Figure 4: Pooling Operation (Source: O’Reilly Media)

!pip install numpy matplotlib

import numpy as np
import matplotlib.pyplot as plt

# Create input data (2D array)
input_data = np.array([[1, 2, 4, 3],
                       [6, 2, 9, 8],
                       [7, 1, 5, 4],
                       [3, 2, 1, 0]])

# Define pooling function (e.g., max pooling)
def max_pooling(input_array, pool_size):
    output_shape = (input_array.shape[0] // pool_size, input_array.shape[1] // pool_size)
    output_array = np.zeros(output_shape)

    for i in range(0, input_array.shape[0], pool_size):
        for j in range(0, input_array.shape[1], pool_size):
            pool_region = input_array[i:i+pool_size, j:j+pool_size]
            output_array[i//pool_size, j//pool_size] = np.max(pool_region)

    return output_array

# Apply pooling
pool_size = 2
output_data = max_pooling(input_data, pool_size)

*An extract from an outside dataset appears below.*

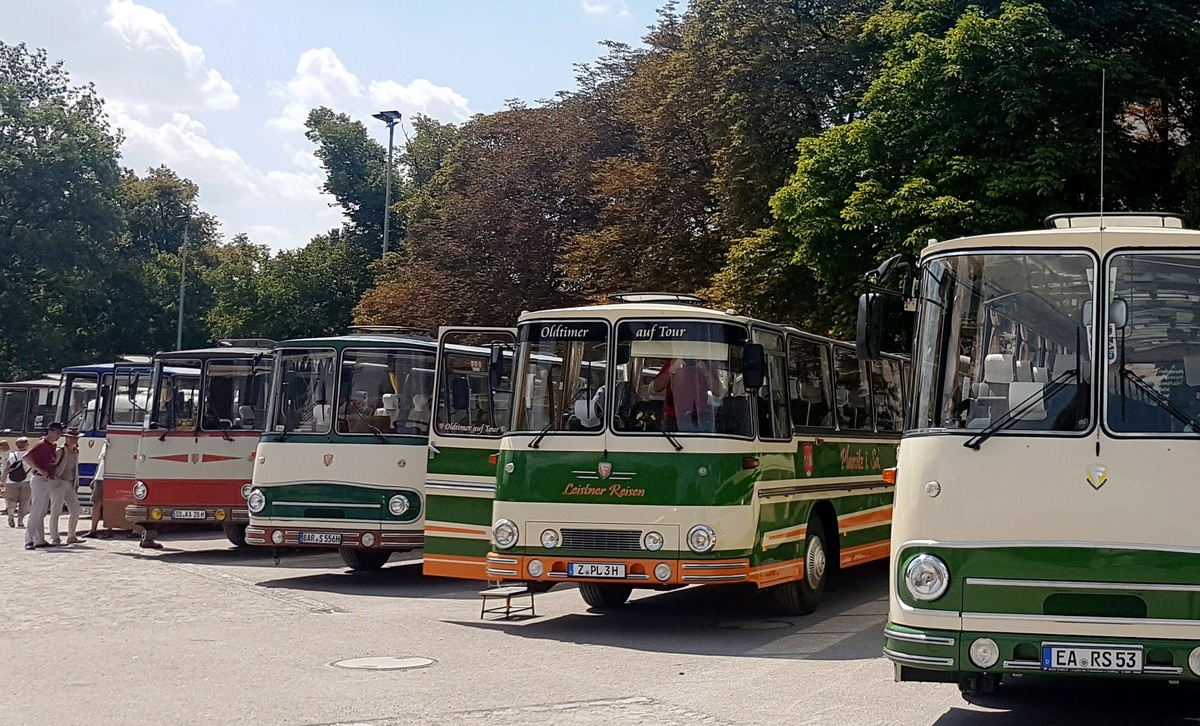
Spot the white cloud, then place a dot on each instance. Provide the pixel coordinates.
(323, 79)
(606, 7)
(151, 34)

# Create subplots for input and output data
fig, axs = plt.subplots(1, 2, figsize=(10, 5))

# Define custom colors for boxes
colors = ['#FFFFFF', '#FF0000', '#00FF00', '#0000FF', '#FFFF00', '#00FFFF', '#FF00FF', '#FFD700', '#FFA500', '#0088FF']

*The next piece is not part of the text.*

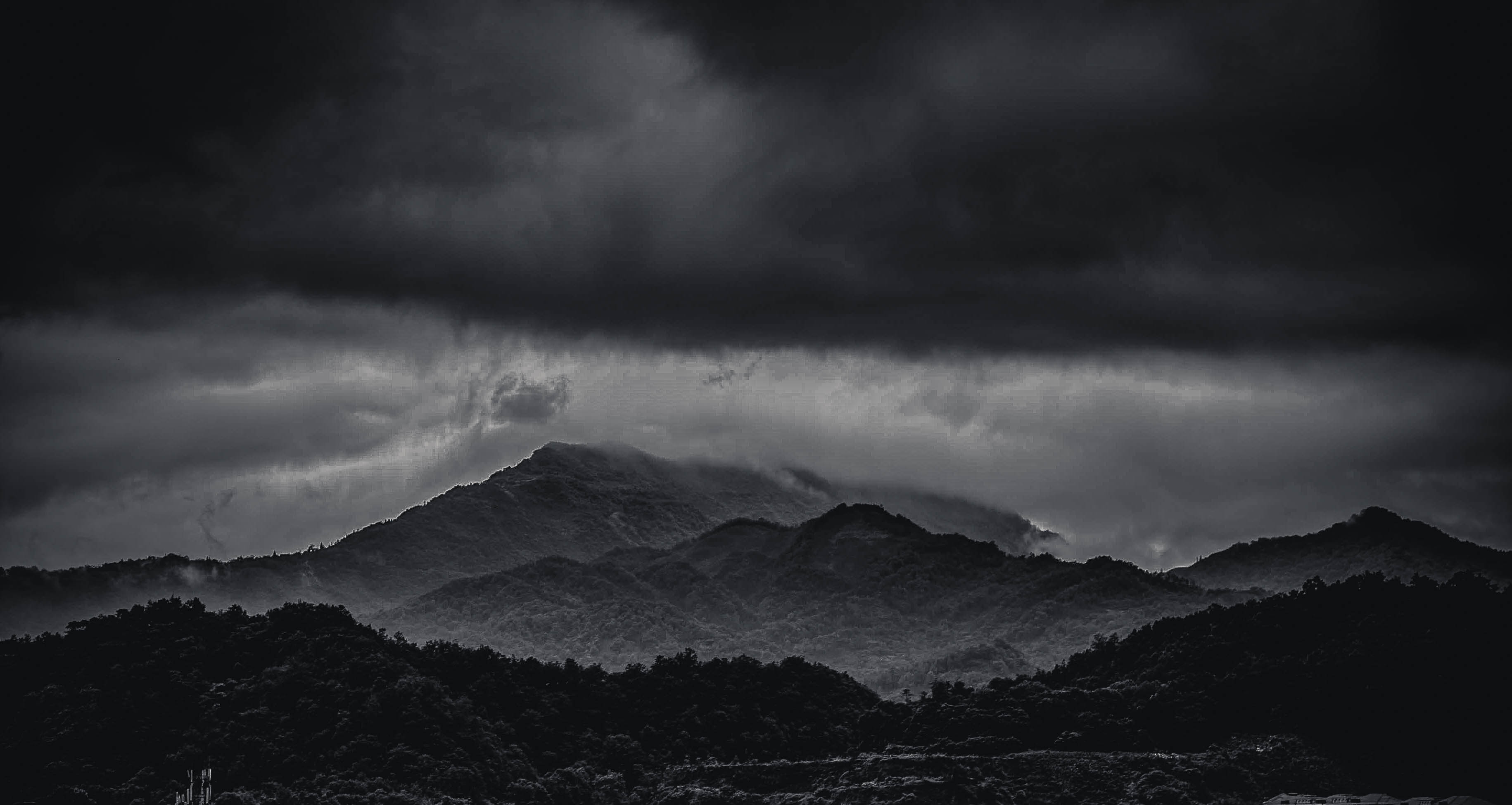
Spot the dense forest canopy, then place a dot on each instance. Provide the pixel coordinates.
(1399, 685)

# Plot input data with numbers and boxes using a custom colormap
axs[0].imshow(np.zeros_like(input_data), cmap='gray', interpolation='nearest')
for i in range(input_data.shape[0]):
    for j in range(input_data.shape[1]):
        num = int(input_data[i, j])  # Convert to integer
        color = colors[num] if num < len(colors) else 'white'
        rect = plt.Rectangle((j - 0.5, i - 0.5), 1, 1, fill=True, color=color)
        axs[0].add_patch(rect)
        axs[0].text(j, i, str(num), va='center', ha='center', color='black', fontsize=12)
axs[0].set_title('Input Data')
axs[0].axis('off')

# Plot output data with numbers and boxes using a custom colormap
axs[1].imshow(np.zeros_like(output_data), cmap='gray', interpolation='nearest')
for i in range(output_data.shape[0]):
    for j in range(output_data.shape[1]):
        num = int(output_data[i, j])  # Convert to integer
        color = colors[num] if num < len(colors) else 'white'
        rect = plt.Rectangle((j - 0.5, i - 0.5), 1, 1, fill=True, color=color)
        axs[1].add_patch(rect)
        axs[1].text(j, i, str(num), va='center', ha='center', color='black', fontsize=12)
axs[1].set_title('Pooled Data')
axs[1].axis('off')

plt.show()

Pooling Layer Output Volume

If we have an activation map of size W x W x D, a pooling kernel of spatial size F, and stride S, then the size of output volume can be determined by the following formula:

\[ W_{out} = \frac{W - F}{S} + 1 \]

This will yield an output volume of size \[W_{out} \times W_{out} \times D\]

In all cases, pooling provides some translation invariance which means that an object would be recognizable regardless of where it appears on the frame.